Ela também levou dados sobre o cenário mundial e local do vestuário e da moda. Em 2012, citou, o setor têxtil e de confecções mundial movimentou cerca de U$ 744 bilhões em transações entre países. Em 2020, este volume deve subir para U$ 851 bilhões. O Brasil, participa com menos de 0,4% desse mercado.

O Brasil, disse Verônica, tem a quinta maior indústria têxtil do mundo e quarta de confecção. No total, há 33 mil empresas formais em todo o país. O país é o segundo maior produtor e terceiro maior consumidor de denin ( jeans). Aqui é realizada a quinta maior semana de moda, atrás apenas de Londres, Paris, Milão e Nova York.

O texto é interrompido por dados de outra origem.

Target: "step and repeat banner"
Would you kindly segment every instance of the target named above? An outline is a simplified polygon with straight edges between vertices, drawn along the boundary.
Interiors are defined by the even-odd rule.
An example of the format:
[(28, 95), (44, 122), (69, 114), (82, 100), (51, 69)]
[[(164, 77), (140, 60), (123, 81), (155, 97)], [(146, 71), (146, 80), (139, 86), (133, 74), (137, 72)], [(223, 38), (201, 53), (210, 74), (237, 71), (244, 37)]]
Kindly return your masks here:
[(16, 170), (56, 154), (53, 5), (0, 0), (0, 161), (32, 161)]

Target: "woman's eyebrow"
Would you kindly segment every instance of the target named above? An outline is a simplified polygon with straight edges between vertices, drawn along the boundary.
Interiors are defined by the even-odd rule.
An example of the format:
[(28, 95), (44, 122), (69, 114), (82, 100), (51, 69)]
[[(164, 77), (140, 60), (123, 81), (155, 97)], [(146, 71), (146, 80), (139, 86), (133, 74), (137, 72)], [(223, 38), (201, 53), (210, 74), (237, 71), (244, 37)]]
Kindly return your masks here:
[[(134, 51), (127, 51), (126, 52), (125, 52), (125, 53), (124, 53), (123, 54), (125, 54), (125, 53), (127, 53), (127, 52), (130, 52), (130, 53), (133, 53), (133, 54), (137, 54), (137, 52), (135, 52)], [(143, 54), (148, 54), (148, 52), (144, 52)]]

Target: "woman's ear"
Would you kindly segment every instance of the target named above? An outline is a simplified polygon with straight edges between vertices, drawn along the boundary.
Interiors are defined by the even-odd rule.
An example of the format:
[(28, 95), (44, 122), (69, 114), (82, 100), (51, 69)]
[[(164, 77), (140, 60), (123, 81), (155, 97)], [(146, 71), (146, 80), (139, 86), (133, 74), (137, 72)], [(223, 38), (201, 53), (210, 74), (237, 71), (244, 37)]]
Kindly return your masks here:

O setor de moda e vestuário é o segundo maior gerador do primeiro emprego no Brasil, com 1,5 milhão de empregos diretos, 8 milhões indiretos. Desse total, 75% são de mão de obra feminina. Ela destacou que o setor têxtil tem cerca de 200 anos no Brasil e que o segmento de moda tem mais de 100 escolas e faculdades no país.

Moda no Senac
O Serviço Nacional de Aprendizagem Comercial oferece mais de 100 cursos na área de Moda. A entidade tem mais de 60 títulos lançados pela Editora SENAC referentes ao tema. Verônica apresentou dados das ações do Senac-DF voltadas para esse segmento que mostram um salto nos últimos três anos: Em 2016, havia a oferta de um único curso e foram feitas 64 matrículas. Em 2017, foram sete cursos e 867 atendimentos. Em 2018, chegou a 13 cursos oferecidos com 147 atendimento até março.